The Printing Presses and Publications Act 1984 (PPPA) is one such law that has been so effective in muzzling the traditional media that the federal government is reportedly considering to expand its scope to include new media. Home Minister Hishammuddin Hussein’s statement that discussions are still at the early stages is hardly reassuring given the federal government’s record of amending laws without public consultation with all stakeholder groups, and which usually ends with increased executive power.
The PPPA is also a fine example of this. The clause which imposes a licensing regime for all serial publications was amended to remove any prospects of judicial challenge, giving the Minister the final and absolute decision.
At present, the PPPA not only tethers newspapers that are already controlled by the ruling party through direct or indirect ownership, but also opposition party organs, whose applications for a new annual permit are constantly delayed. “Suara Keadilan”, the monthly organ of Parti Keadilan Rakyat, has not received its permit since it expired on 30 June 2010 and has had to resort to creatively changing the name slightly every month, so as not to violate the law.
The consequences of the PPPA over the years have been dire. Mainstream press editors who have been held ‘hostage’ by the law now accept the executive-‘assigned’ position of the press as publicist – or worse, propaganda arm – of the federal government. The newspapers report as a matter of fact the executive’s intentions and initiatives, such as the Government Transformation Programme (GTP) updates and first year report, as well as the New Key Results Area (NKRA) Media Blitz campaign by the Rural and Regional Development Ministry. What’s more, top editors can be held ‘responsible’ for coverage of a crucial issue that results in an unfavourable outcome to the authorities, as “The Star” was, over the 9 March 2011 Al-Kitab report.
A hostile environment for press freedom can only make it difficult for conscientious journalists to practise ethics in their daily work. It increases the prevalence of self-censorship, resulting in important issues of public interest being suppressed and executive powers dangerously unchecked.
And if before, journalists could barely make an unequivocal stand for press freedom, they are silenced now more than ever following the recent sacking of their union president, Mohamed Ha’ta Wahari, for daring to criticise the editors of the newspaper he was working for. On 21 April, a domestic inquiry found the senior “Utusan Malaysia” journalist guilty of tarnishing the newspaper’s image in his press interviews and statements. Yet the UMNO (United Malay National Organisations)-owned newspaper is the subject of a few defamation lawsuits by Federal Opposition politicians and has been actively agitating divisive positions on religion, ethnicity and minority issues to the point that even the Malaysian Chinese Association (MCA) has called for a boycott of the newspaper.

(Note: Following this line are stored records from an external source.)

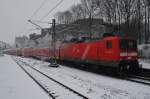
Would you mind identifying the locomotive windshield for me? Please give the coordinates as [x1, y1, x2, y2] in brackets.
[120, 39, 137, 50]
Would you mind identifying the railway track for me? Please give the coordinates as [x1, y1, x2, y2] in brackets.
[125, 75, 150, 86]
[13, 58, 89, 99]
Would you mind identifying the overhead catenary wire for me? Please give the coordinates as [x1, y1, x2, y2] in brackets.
[20, 0, 47, 33]
[40, 0, 64, 21]
[31, 0, 47, 18]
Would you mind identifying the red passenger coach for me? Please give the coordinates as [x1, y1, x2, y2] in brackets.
[4, 35, 140, 73]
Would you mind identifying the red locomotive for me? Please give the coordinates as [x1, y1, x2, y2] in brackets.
[6, 35, 140, 75]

There is another threat looming – the federal government has raised yet again the proposal for a media council. Although it seems an ideal solution to addressing unethical reporting in a free environment – and may even be welcomed after the recent lows descended to by some mainstream media in a politically motivated attempt to implicate Federal Opposition Leader Anwar Ibrahim in yet another sex scandal – a media council in the current restrictive setting in Malaysia would essentially act as another level of control.
On World Press Freedom Day, we call on citizens and residents of Malaysia to speak up and reclaim the mainstream media. The recently ended Sarawak elections which saw the Federal Opposition gaining 45% of the popular vote should empower all Malaysians to make their demands heard, especially since a snap general election is expected this year or next.
Call for a parliamentary caucus on freedom of expression to conduct a comprehensive review of existing laws to ensure that they are consistent with the fundamental right to freedom of expression, which includes press freedom.
Demand for media plurality, so that the public will have access to a wide variety of sources of information and can choose the media that practises ethical reporting.
It is time for the people to reclaim the mainstream media and help them restore the dignity and respect they once commanded, which will also ensure that journalists are able to do their job – safely, unhindered and ethically.
The Centre for Independent Journalism, Malaysia (CIJ) is a non-profit organisation that aspires for a society that is democratic, just and free where all people will enjoy free media and the freedom to express, seek, and impart information.